PG turnover assay of rNSCh. Dots were individual data. Compared with controls, the 10 μM decoy group showed significant inhibition of PG degradation (p < 0.0001). Although PG retention in the IL-1 group was lower than in the control group, there was no significant difference. In the presence of IL-1, Decoy at 1 μM did not inhibit PG degradation, while 10 µM Decoy inhibited degradation of PG significantly (p < 0.0001). The line in the graph shows the average for each group. Data are expressed as the mean ± standard error of the mean (n = 9, 3 batches in triplicate). Two-way repeated ANOVA with Games–Howell as a post hoc test was used.

Figure 5

Efficiency of transfection of Decoy. Live–dead assay was separately performed using human nasal septal cartilage tissues. (a) Green indicates FITC-labeled Decoy 6 h after the transfection of FITC decoy. (b,c) The separate tissues were subjected to live–dead assay. Green indicates viable cells. Red indicates dead cells. Most of cells were viable in the tissues. From these images, it was inferred that Decoy was incorporated into viable cells.

Figure 6

PG turnover assay of tissue culture. Dots were individual data. Decoy significantly inhibited degradation of PG with or without IL-1 (p < 0.01, p < 0.01). There was no significant difference between the control group and the IL-1 group. Data are expressed as the mean ± standard error of the mean (n = 4 patients, in triplicate). Three-way repeated ANOVA with Games–Howell as a post hoc test was used.

Figure 7

ELISA MMP-3. Dots were individual data. MMP-3 was decreased by more than 70% with administration of Decoy compared with the controls (p < 0.05). IL-1 treatment increased MMP-3 to 301.3% of controls (p < 0.001). In the presence of IL-1, MMP-3 was also significantly reduced by 51.1% with Decoy administration (p < 0.001). Data are expressed as the mean ± standard error of the mean (n = 4 patients, in triplicate). Two-way ANOVA with Games–Howell as a post hoc test was used.

Figure 8

ELISA TNF, IL-6, and nitrate assay. Dots were individual data. (a) ELISA TNF. Decoy did not inhibit TNF. Data are expressed as the mean ± standard error of the mean (n = 4 patients, in triplicate).
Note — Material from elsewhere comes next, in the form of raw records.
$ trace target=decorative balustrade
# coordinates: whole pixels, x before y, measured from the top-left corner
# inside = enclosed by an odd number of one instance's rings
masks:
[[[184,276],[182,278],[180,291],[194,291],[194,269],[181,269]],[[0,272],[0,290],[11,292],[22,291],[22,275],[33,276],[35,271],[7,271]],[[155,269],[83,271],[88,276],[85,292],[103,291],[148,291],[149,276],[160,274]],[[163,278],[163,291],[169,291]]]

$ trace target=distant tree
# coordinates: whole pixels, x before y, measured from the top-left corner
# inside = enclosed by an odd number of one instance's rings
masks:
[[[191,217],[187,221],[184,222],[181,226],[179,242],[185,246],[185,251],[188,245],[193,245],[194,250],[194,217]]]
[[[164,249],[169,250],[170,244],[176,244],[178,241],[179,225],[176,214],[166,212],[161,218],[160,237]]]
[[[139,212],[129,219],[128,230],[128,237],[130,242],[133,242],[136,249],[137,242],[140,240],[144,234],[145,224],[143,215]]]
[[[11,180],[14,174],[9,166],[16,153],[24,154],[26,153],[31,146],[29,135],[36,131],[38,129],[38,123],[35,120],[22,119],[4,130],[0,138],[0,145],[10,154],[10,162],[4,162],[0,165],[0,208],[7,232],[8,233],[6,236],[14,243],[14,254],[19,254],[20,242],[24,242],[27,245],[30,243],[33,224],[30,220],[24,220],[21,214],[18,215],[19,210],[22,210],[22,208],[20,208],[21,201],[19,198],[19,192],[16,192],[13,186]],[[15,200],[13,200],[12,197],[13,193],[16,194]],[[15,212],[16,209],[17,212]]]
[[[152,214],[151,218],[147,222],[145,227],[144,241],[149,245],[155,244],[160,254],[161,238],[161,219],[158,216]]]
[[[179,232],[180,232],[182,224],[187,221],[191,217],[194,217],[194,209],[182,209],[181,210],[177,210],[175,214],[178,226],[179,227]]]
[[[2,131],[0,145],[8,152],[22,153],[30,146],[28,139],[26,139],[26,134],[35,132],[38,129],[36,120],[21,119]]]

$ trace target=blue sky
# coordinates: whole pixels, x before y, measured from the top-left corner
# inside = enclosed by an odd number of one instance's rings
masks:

Two-way ANOVA with Games–Howell as a post hoc test was used. (b) ELISA IL-6. Decoy did not inhibit IL-6. Data are expressed as the mean ± standard error of the mean (n = 4 patients, in triplicate). Two-way ANOVA with Games–Howell as a post hoc test was used. (c) Nitrate assay. Decoy did not inhibit nitrate. Data are expressed as the mean ± standard error of the mean (n = 4 patients, in triplicate). Two-way ANOVA with Fisher’s LSD as a post hoc test was used. N.S.; not significant.